Sitting still is not something I do well. Resting is not really my thing. Being "weak" is crazy-making for me. So, when I found myself with a broken pelvis at 20-weeks pregnant after part of the house fell on me during the tornado, I felt like I was a contestant on "Survivor"...a bawdy housewife dropped on some weird island with no recognizable survival skills and only a stretchy bandana for a top. How could I be Melly when confined to a bed? Who the heck was I without the ability to DO?
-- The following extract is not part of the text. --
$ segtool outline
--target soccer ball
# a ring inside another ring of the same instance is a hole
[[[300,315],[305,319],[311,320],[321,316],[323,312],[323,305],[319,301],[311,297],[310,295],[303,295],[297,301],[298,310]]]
I am still confronting that question. I thought that after my sweet baby was born (via c-section due to my now deformed pelvis) I would bounce back to conquering shape, ready to run, ready to race, ready to let the world know the strength and passion of Melly. Wowzah was I mistaken. My body is so jacked up now. My belly is floppy and weak; my legs are now different lengths and as a result my gait is wonky, which makes my right knee, hip and foot ache every night; and nearly every muscle atrophied while I was on bed rest. I feel doughy and weak and wobbly, physically and mentally.
I've always valued my physical strength and now it is a fraction of what it was before. So, I am working to figure out who I am at the heart of me. I am brave, I am creative, I am funny, and I have great hair. But how will all of that translate into how I live my life absent of the challenges I am used to placing in front of myself? I know that this is a season and I know it has value and will make me a "better" woman but it super sucks. I don't like the uncertainty of not knowing what my body will be capable of once healing is complete. I don't like that I will be reminded of that stinkin' tornado every time I see the scar on my belly or feel the ache in my hip or foot.
But I don't like the idea of being kept down and out...I will rework Mama. I'll find new paths of success that will challenge and thrill me without taxing my jacked-up body. I'll recover. I will.